Na versão mais adocicada, Dilma faria nesse enredo apenas o papel de
presidente realista lidando com uma classe política nitidamente viciada e
adotando meios torpes para atingir fins nobres. O diabo é que esse tipo de
processo, além de já ter estourado o saco da plateia, aniquila qualquer
esperança que ainda possa existir de restauração das práticas políticas. Afinal,
se uma presidente de cara boa e um político safado ensinam a mesma coisa, de
onde virá a salvação?
Dilma não está só nesse esforço para desmoralizar a política. Aécio Neves
inclui em sua coligação o Solidariedade do deputado Paulo Pereira da Silva.
Conhecido como Paulinho da Força Sindical, o personagem não tem propriamente uma
boa biografia. Formou a sua legenda a partir de uma costela do PDT, engordada
por adesistas de vários matizes. Entre eles o deputado baiano Luiz Argôlo, outro
parceiro de tenebrosas relações monetárias com o doleiro Youseff.

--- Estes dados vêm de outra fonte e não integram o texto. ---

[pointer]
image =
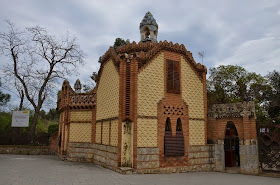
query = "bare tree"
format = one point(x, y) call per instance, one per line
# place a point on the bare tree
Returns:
point(37, 60)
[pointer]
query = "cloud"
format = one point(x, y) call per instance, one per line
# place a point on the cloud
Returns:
point(237, 32)
point(259, 56)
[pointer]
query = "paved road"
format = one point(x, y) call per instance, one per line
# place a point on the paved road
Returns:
point(37, 170)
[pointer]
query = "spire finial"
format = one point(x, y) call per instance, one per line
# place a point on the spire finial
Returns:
point(148, 28)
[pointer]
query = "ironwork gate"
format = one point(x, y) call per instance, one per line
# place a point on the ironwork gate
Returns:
point(269, 147)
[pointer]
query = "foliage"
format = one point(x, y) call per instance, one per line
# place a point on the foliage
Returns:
point(19, 135)
point(37, 60)
point(230, 84)
point(274, 96)
point(4, 98)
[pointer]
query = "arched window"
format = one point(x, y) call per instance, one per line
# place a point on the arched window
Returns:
point(168, 139)
point(179, 125)
point(173, 145)
point(180, 148)
point(168, 125)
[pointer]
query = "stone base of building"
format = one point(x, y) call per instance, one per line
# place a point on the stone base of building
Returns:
point(249, 158)
point(200, 158)
point(87, 152)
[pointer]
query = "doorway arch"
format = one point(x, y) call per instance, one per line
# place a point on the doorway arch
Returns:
point(231, 146)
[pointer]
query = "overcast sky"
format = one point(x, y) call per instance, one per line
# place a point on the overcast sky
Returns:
point(236, 32)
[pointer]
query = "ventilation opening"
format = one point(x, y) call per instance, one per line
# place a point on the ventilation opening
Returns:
point(127, 89)
point(173, 145)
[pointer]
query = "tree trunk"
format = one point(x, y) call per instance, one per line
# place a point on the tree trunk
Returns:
point(32, 128)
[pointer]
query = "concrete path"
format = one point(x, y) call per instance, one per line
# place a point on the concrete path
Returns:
point(37, 170)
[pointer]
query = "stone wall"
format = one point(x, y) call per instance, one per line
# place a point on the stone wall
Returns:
point(147, 158)
point(25, 150)
point(200, 158)
point(80, 152)
point(106, 156)
point(88, 152)
point(249, 158)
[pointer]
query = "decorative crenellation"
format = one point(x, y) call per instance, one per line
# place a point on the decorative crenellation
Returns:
point(145, 51)
point(67, 98)
point(245, 109)
point(173, 110)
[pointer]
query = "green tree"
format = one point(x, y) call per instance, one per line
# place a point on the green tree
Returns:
point(273, 97)
point(229, 84)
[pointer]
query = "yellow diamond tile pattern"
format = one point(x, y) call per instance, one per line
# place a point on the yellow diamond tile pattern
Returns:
point(151, 86)
point(80, 132)
point(197, 132)
point(98, 132)
point(105, 132)
point(114, 132)
point(81, 116)
point(147, 132)
point(192, 91)
point(108, 92)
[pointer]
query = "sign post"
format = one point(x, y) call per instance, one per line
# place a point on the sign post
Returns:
point(20, 118)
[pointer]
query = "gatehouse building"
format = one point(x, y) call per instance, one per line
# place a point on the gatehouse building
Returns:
point(148, 114)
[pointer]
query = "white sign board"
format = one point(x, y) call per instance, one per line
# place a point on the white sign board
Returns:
point(20, 118)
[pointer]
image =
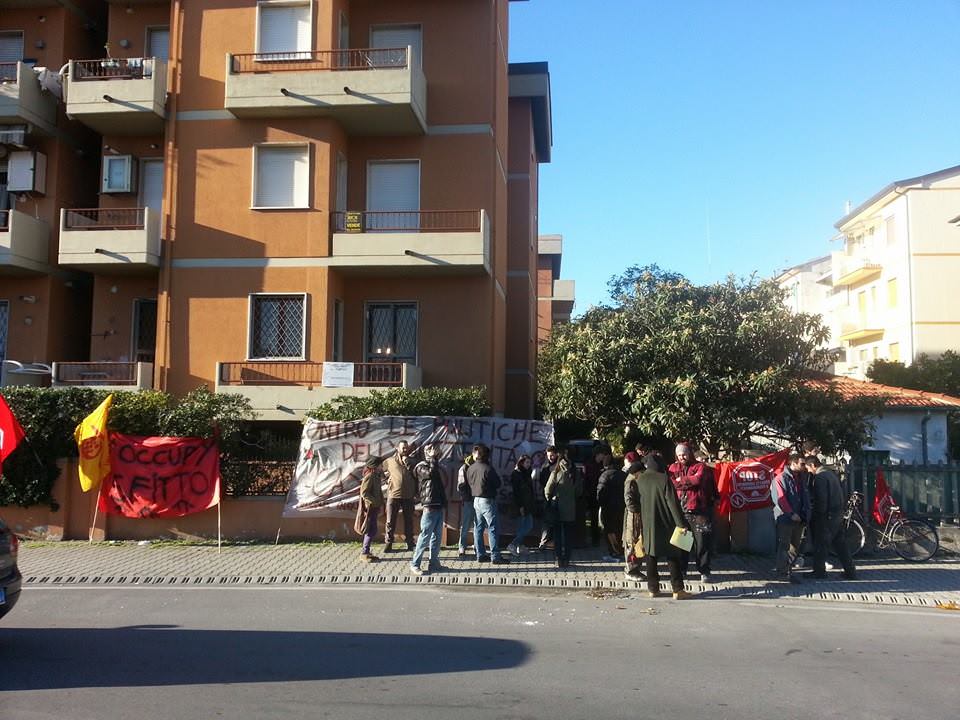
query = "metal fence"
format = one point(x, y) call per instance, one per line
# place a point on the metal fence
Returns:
point(929, 491)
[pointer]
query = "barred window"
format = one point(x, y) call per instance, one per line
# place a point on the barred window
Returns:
point(276, 329)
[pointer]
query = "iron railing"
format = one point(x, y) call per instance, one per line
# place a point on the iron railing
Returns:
point(355, 59)
point(113, 69)
point(307, 374)
point(104, 219)
point(407, 221)
point(94, 373)
point(8, 72)
point(930, 491)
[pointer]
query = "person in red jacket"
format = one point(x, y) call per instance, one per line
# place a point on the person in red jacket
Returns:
point(696, 491)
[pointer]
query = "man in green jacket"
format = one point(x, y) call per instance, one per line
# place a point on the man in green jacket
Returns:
point(660, 515)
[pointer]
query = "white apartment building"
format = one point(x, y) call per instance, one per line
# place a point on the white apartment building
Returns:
point(893, 291)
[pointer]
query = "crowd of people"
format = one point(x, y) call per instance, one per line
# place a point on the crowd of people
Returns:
point(644, 509)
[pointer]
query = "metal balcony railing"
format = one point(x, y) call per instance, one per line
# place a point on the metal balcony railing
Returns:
point(307, 374)
point(407, 221)
point(104, 219)
point(355, 59)
point(92, 373)
point(113, 69)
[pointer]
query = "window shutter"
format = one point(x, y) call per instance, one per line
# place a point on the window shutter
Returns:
point(285, 28)
point(158, 43)
point(11, 47)
point(282, 177)
point(398, 36)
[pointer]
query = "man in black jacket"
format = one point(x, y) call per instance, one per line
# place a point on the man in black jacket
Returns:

Eduardo Campos faz pose de representante da “nova política”. Mas governou
Pernambuco a bordo de uma aliança em que coube de tudo –do PP de Severino
Cavalcanti ao PR de Inocêncio Oliveira. Deve-se a higienização do seu discurso a
exigências de Marina Silva. Antes da adesão da criadora da Rede, Campos
negociava alianças com o mensaleiro preso Roberto Jefferson (PTB) e com o
ex-ministro Carlos Lupi (PDT), afastado da pasta do Trabalho sob suspeita de
corrupção.
A desfaçatez se estende às campanhas estaduais. Em São Paulo, maior e mais
importante Estado da federação, o governador tucano Geraldo Alckmin ensopa a
camisa para conquistar o tempo de propaganda do PR de Valdemar Costa Neto, outro
mensaleiro preso. O rival petista Alexandre Padilha está na bica de se associar
ao PP de Paulo Maluf, alvejado no STF por um pedido de repatriação de R$ 53
milhões em verbas malversadas na prefeitura paulistana.
Enquanto forem tratadas como normais, as alianças partidárias esdrúxulas
continuarão fazendo do Brasil essa democracia em que a corrupção deixou de ser
rotina para virar uma emergência. Perdeu-se no caminho algo essencial: o recato.
Daí a sucessão de escândalos, um engolfando o outro. Para que a coisa se
resolva, algo de muito anormal precisa suceder no Brasil. Reforma política é
pouco. É preciso reformas a alma. Inclusive a do eleitor.